Yeah, TTS also works well from Google but I use espeak on my personal profile too.

There are many other TTS libaries out there, simply nobody has made an Android App yet.

[–] rufus@discuss.tchncs.de 2 points 9 months ago* (last edited 9 months ago) (1 children)

Sure. Seems the Thorsten voice is in every FLOSS text-to-speech project. I think he (the real Thorsten) also does YouTube videos about that topic.

I don't know of any other free software Android speech software (that also speaks German) except for espeak. And I need something that can talk to me in the car. For other purposes it sounds a bit rough in my opinion. Eventually I would like something more state of the art with a more human-like sound. And something that properly ties into my Linux desktop and brings local STT and TTS to every application. I think the components are there already. But we're still missing the proper integration into both platforms. (And maybe a few more voices and training data for new ones in several languages.)

[–] Pantherina@feddit.de 2 points 9 months ago (1 children)

Crazy thing is, this is not magic.

There are dozens of companies doing that, even some for your own voice

You just need all phoneems (dt. Phonem) so just read a specific text multiple times, and you can have your own custom voice.

This just needs some funding, and the Mozilla Common Voice project should already have very sufficient data

[–] rufus@discuss.tchncs.de 2 points 9 months ago* (last edited 9 months ago) (1 children)

I think we're way past that. I've fiddled around a bit with 'bark' and another more common (open?) solution to do voice cloning. It takes like an 5 second audio clip of someone talking and it can extract features from that, train an AI model and transfer the 'style' of that voice to arbitrary speech. I don't really know if it's technically similar to the AI tools that can paint an astronaut on a horse and draw it in the style of van gogh... but it's the same idea. And bark and other tools can also synthesize speech with an AI model. You can just give it text and instruct it to talk in a relaxed female voice, and it'll do it. However, I wasn't able to get good results out of it. It's nice to play around with, but it's not yet feasible for real world use. And it takes a proper graphics card (or a cloud service that provides you with GPU compute) to run it.

I don't think these tools use phonemes and the old-fashioned ways of doing it. It is machine learning and AI 'magic' that makes those tools sound more smooth and realistic.

What I also like is coqui-ai. It seems to be entirely free and the samples sound on a complete next level compared to established tools like espeak-ng. Sadly it isn't packaged in any of the Linux distributions I use. And I really don't understand why. It also doesn't need crazy system specs. But it doesn't tie into the desktop at all and requires you to set up conda environments, handle the CUDA libraries and just running the 'pip install TTS' they listed on their github repo didn't do it for me.

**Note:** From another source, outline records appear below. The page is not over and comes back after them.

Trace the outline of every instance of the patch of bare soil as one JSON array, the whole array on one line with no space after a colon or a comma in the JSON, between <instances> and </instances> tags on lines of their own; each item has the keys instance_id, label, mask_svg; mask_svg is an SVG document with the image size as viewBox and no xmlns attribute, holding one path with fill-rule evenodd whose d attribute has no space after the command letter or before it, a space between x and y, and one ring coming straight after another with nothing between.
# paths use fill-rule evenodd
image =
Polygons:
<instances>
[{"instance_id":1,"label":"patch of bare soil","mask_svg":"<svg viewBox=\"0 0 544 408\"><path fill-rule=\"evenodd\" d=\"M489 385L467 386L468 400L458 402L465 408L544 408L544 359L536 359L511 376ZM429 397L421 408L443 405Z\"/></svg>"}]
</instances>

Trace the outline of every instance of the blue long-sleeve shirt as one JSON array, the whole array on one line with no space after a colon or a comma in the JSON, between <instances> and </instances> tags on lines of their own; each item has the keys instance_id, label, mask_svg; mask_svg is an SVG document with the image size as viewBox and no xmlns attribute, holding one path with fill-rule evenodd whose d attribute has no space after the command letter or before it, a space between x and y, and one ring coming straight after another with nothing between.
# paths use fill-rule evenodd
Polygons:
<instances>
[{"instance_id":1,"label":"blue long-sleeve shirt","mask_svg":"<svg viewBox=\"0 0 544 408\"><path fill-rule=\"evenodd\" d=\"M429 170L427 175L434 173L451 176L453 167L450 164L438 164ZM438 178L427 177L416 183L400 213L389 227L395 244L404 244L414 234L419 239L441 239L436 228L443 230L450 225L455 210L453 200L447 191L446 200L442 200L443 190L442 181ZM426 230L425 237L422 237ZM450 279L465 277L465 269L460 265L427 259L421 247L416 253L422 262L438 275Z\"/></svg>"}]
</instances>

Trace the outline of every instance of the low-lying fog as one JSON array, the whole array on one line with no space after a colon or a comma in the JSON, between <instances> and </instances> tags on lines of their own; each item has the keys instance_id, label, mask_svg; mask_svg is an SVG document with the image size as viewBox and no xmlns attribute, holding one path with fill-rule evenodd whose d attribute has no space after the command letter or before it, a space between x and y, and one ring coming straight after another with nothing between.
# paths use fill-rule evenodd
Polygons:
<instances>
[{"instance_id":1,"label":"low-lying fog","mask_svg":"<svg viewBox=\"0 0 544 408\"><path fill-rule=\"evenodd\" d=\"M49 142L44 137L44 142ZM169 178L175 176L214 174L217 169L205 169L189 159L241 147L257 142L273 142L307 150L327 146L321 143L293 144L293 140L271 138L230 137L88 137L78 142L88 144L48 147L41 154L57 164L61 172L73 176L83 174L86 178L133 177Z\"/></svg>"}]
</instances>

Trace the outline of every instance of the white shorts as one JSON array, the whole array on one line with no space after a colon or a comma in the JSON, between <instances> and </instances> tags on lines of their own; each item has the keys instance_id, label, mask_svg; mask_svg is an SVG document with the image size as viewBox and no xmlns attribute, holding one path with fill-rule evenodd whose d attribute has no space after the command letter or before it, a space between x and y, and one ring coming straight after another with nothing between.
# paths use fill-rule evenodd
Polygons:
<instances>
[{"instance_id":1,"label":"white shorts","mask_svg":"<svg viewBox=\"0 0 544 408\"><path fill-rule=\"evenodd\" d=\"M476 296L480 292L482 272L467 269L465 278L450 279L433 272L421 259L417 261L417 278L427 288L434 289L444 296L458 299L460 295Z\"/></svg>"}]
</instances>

(I excluded the commercial tools here. Big-Tech has some alright TTS. Google, Amazon, Apple, ... they're all usable. elevenlabs.io offer exceptionally good TTS, I think that's what the AI narrated YouTube videos are made with. And I sometimes use the button to convert heise online articles to speech while doing the laundry or other stuff in the house that doesn't take enough time for me to start a podcast. I just wish there was a button on my laptop that'd do the same thing with free software and offer similar quality.)

[Edit: Forget what I said last. I've been distro-hopping lately and it seems coqui-ai/TTS is avalable in the Linux I've installed last week. I'm going to try it tomorrow.]

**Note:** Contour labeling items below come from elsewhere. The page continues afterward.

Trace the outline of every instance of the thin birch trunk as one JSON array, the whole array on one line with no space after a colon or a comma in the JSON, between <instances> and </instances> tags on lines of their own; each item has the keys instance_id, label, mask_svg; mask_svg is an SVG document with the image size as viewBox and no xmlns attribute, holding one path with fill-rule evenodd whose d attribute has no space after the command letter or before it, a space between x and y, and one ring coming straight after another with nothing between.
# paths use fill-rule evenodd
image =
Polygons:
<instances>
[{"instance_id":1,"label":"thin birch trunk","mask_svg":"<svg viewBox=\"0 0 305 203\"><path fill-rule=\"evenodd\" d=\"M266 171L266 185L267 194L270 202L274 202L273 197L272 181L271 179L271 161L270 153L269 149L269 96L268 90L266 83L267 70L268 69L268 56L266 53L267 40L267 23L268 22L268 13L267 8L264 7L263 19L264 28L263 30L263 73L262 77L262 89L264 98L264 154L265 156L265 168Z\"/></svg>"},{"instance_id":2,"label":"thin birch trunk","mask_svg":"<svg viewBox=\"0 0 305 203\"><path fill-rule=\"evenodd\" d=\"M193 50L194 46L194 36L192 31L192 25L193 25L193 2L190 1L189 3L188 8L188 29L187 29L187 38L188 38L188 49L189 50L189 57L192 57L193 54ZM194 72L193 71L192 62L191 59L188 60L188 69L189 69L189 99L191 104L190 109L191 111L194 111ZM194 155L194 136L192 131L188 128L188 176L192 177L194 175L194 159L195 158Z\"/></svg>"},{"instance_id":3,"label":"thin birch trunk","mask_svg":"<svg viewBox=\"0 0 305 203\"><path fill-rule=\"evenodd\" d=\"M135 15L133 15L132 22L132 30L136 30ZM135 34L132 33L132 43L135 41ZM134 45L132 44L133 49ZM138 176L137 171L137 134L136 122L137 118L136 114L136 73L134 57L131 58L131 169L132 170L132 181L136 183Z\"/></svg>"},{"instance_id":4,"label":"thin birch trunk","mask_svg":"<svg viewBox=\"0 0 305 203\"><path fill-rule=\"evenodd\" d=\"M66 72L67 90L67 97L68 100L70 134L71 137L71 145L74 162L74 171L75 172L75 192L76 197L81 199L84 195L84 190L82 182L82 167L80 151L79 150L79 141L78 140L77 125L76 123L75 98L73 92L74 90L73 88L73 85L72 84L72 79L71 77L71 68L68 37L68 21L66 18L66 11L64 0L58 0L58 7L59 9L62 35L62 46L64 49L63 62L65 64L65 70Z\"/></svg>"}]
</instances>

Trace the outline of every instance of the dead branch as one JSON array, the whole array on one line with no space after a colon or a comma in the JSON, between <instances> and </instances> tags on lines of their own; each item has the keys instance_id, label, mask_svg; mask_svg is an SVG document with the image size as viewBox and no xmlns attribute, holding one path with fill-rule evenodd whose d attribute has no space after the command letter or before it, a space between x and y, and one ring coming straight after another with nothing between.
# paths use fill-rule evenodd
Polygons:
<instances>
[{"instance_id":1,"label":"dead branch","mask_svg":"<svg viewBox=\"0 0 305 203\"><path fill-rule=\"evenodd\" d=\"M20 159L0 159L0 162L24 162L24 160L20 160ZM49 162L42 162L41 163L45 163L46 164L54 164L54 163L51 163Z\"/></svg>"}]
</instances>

[–] Pantherina@feddit.de 2 points 9 months ago (1 children)

Packaging is a big thing. On Android the model needs to be integrated in a surrounding modern app using modern libraries.

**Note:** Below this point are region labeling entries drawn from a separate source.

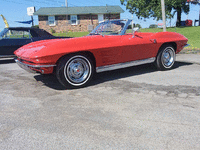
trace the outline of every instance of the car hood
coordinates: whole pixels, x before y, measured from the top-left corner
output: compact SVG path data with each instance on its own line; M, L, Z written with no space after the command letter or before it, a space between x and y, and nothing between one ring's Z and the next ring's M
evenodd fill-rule
M32 42L20 47L14 52L14 54L18 57L24 57L24 58L38 57L39 53L41 52L46 53L47 47L51 47L55 44L58 44L63 40L66 41L67 39L51 39L51 40L41 40L37 42Z

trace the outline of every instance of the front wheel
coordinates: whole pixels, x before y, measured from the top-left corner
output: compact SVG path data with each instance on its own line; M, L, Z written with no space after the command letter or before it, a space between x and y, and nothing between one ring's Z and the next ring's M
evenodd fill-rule
M58 81L66 88L87 85L94 74L94 65L87 55L68 55L60 60L56 68Z
M166 45L161 47L156 57L155 65L159 70L169 70L173 67L176 59L174 47Z

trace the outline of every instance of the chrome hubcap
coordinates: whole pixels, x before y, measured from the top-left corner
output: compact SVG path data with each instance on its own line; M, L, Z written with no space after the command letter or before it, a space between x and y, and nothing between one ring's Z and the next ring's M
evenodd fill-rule
M73 59L66 69L67 77L73 83L82 83L89 75L89 65L81 58Z
M162 63L165 67L170 67L174 63L175 53L172 48L166 48L162 54Z

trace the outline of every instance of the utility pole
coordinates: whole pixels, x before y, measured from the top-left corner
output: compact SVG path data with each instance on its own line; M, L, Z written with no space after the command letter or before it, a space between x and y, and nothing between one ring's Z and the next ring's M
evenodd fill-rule
M65 6L68 7L67 0L65 0Z
M161 7L162 7L163 32L166 32L165 1L164 0L161 0Z

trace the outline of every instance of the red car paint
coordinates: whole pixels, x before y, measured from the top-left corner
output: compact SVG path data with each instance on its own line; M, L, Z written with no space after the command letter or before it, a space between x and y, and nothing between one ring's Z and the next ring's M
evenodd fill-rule
M134 60L156 57L165 43L174 43L176 53L188 39L174 32L141 33L124 35L92 35L70 39L53 39L33 42L15 51L18 60L31 65L57 65L60 58L71 53L90 52L95 66L107 66ZM53 73L53 66L31 68L43 74Z

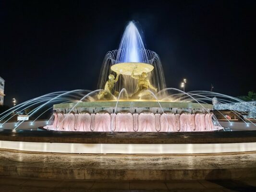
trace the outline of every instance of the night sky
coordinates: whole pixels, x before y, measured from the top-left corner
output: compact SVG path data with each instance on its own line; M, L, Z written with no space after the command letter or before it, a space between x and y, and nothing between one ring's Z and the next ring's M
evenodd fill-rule
M53 2L54 1L54 2ZM5 104L95 90L105 54L134 20L159 56L167 86L233 96L256 91L256 3L251 0L0 1Z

I wouldnt be too hyped about training an AI with really little data, but if its substantial this is probably crazy cool.

[–] rufus@discuss.tchncs.de 2 points 9 months ago* (last edited 9 months ago)

Maybe I should have worded things a bit differently. The 5 second snippets are for style transfer. I think it only picks up on the frequency spectrum of a new voice and knows how to handle that because it's been trained with several other voices. I suppose one or two sentences aren't enough to get the pacing right and all the disctinct features of a human speaker. I didn't get good results anyways. Tools like that from ElevenLabs recommend you upload 30mins to 3hours of speech.

I've managed to get the TTS running. the German thorsten/tacotron2-DDC is very good in my opinion. Could be the thing I was looking for. It just gets all the abbreviations and names wrong but the flow of the voice is quite good. And it's fast, even on my laptop. Sadly I also read that Coqui-AI are shutting down. Seems to be difficult to compete against the big-tech companies who integrate their proprietary TTS tech for free into the platforms.

I agree. Packaging and integration are some of the most important aspects if you want to actually use something. A research project is also nice, but those don't solve my every-day tasks. And I can't maintain too many development environments with complex dependencies and copy-and-paste everything to the command line. It abolutely needs to be available on the platform and there needs to be a wrapper that integrates it into the other software I use. We have that for espeak, flite and all the old-fashioned tools. But it's completely missing for the last 5 years of technological advancements...

[–] ExtremeDullard@lemmy.sdf.org 2 points 9 months ago* (last edited 9 months ago) (2 children)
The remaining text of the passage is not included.